Em 75, houve a saída de Moraes, que foi uma perda irreparável, mas o grupo resistiu bravamente produzindo ainda quatro discos fantásticos. Talvez pela falta de Moraes, tivemos que desenvolver a música instrumental e foi aí que surgiu o chorinho dentro do trabalho dos Novos Baianos. Da mesma forma, Moraes também fez chorinhos na sua carreira individual. Foi muito importante o trabalho de Pepeu Gomes, desenvolvendo o músico que é, trilhando as influências de Jacób do Bandolim, Waldir Azevedo e Luperce Miranda, misturadas à sua garra de roqueiro; o que culminou com o histórico arranjo de “Brasileirinho”, juntando o acústico e o eletrônico. Para isso Pepeu contou com o apoio do técnico de som Salomão. Ele morava conosco para que os músicos pudessem contar com ele a qualquer momento, como também para realizar estudos e experiências até em transformações de instrumentos. Essa mistura do acústico com os instrumentos elétricos já tínhamos alcançado no tempo de Moraes, em “Samba da Minha Terra” e “Dagmar, gravações realizadas na Continental.

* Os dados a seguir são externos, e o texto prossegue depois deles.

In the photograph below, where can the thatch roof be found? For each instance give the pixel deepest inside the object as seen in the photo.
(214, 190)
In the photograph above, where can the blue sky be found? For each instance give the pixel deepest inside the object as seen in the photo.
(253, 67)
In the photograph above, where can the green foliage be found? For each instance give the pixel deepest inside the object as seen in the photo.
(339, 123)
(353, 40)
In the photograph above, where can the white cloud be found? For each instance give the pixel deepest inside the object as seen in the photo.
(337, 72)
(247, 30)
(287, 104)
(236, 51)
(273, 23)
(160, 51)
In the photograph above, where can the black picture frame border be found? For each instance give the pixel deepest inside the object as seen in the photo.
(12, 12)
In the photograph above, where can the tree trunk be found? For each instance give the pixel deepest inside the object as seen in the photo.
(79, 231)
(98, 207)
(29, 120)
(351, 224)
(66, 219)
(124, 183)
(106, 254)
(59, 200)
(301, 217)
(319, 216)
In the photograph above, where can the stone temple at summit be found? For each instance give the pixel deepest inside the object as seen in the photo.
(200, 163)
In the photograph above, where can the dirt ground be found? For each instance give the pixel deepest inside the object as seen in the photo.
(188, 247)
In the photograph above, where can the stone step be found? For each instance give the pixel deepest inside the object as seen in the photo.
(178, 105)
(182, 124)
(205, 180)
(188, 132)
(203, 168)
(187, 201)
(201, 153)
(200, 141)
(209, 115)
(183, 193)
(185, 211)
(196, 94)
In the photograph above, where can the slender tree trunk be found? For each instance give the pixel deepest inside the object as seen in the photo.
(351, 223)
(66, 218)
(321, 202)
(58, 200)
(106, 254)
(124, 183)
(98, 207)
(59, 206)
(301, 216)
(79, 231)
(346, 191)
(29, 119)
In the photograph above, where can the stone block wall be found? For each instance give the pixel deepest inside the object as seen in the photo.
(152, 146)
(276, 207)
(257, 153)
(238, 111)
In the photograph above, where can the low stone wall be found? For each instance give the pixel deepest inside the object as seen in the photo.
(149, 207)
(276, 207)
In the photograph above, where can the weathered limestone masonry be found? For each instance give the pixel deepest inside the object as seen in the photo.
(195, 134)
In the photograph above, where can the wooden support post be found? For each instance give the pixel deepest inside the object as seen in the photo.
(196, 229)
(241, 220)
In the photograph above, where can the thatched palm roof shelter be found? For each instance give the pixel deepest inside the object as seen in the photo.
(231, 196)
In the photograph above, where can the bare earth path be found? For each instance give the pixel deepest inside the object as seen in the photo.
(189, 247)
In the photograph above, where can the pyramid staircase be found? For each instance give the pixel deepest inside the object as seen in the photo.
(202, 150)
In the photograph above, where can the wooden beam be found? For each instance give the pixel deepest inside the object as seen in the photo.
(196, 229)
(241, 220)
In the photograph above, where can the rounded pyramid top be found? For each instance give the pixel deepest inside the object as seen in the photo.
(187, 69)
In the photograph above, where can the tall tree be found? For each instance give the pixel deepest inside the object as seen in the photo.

Outro grande trabalho foi realizado por Baby Consuelo, revivendo Ademilde Fonsêca, aceitando o desafio de cantar chorinhos de Waldir Azevedo. Foi importante termos passado para a juventude a existência desse ritmo que corresponde ao jazz brasileiro. Foi assim que Art Blakey, músico da história do jazz americano, classificou, quando ouviu o pessoal tocar e cantar lá na casa onde morávamos na Rua Casa do Ator, em São Paulo . Ademilde falou outro dia na televisão que estão matando o chorinho e que só existem três cantoras de chorinho no Brasil. Ela, Baby e Gal Costa. É um absurdo Ademilde não conseguir gravar um disco. Como é que pode? Só no Brasil existe uma indústria de destruição de astros. Foi assim com Orlando Silva, Ângela Maria, Marlene, Emilinha, Cauby Peixoto. Na safra mais recente o sacrificado é Luis Melodia. Não é possível que um disco de chorinho com Ademilde, Gal Costa e Baby Consuelo não seja sucesso aqui e no exterior. As gravadoras e os condutores da mídia preferem investir no descartável e faturar em cima da morte da arte.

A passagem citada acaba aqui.